LINUCB: LINEAR CONTEXTUAL BANDITS
LinUCB maintains a linear model per arm. For arm a, the expected reward is θ_a · x where x is the context vector (user features, time of day, device type). It also maintains uncertainty over θ_a via an inverse covariance matrix. The UCB bonus comes from the uncertainty in the prediction for this specific context.
Update: After observing reward r for context x on arm a, update: A_a = A_a + x × x^T and b_a = b_a + r × x. Then θ_a = A_a^{-1} × b_a.
NEURAL LINEAR: DEEP FEATURES WITH LINEAR BANDIT
Training a full neural network online is unstable and expensive. Neural Linear freezes a pretrained deep feature extractor and runs a linear bandit on the embeddings. For example, use a pretrained neural network to encode user profiles and items into 128-dimensional vectors, then run Thompson Sampling or LinUCB on these embeddings.
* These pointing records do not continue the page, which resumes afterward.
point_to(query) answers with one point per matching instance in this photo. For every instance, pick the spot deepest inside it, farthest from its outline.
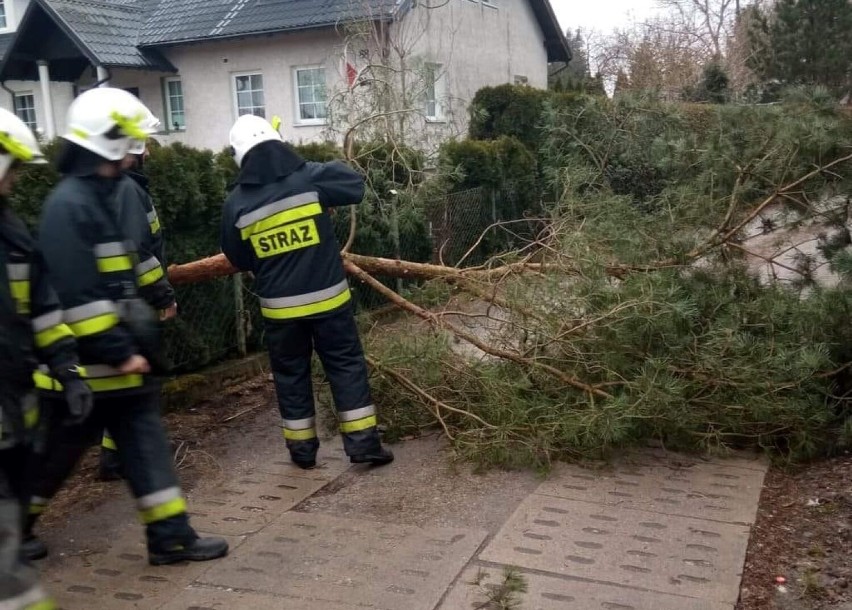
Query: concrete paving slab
(717, 490)
(669, 554)
(551, 593)
(250, 502)
(198, 598)
(329, 559)
(119, 578)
This combines deep representation power with stable online updates.
COMPUTATIONAL COST
With 50-100 features and 10 arms, precompute inverse covariance matrices offline. Scoring is dot product per arm: 50 operations × 10 arms = 500 operations, submillisecond. The feature extraction (running through neural network) can take 2-5ms but is often shared with other systems.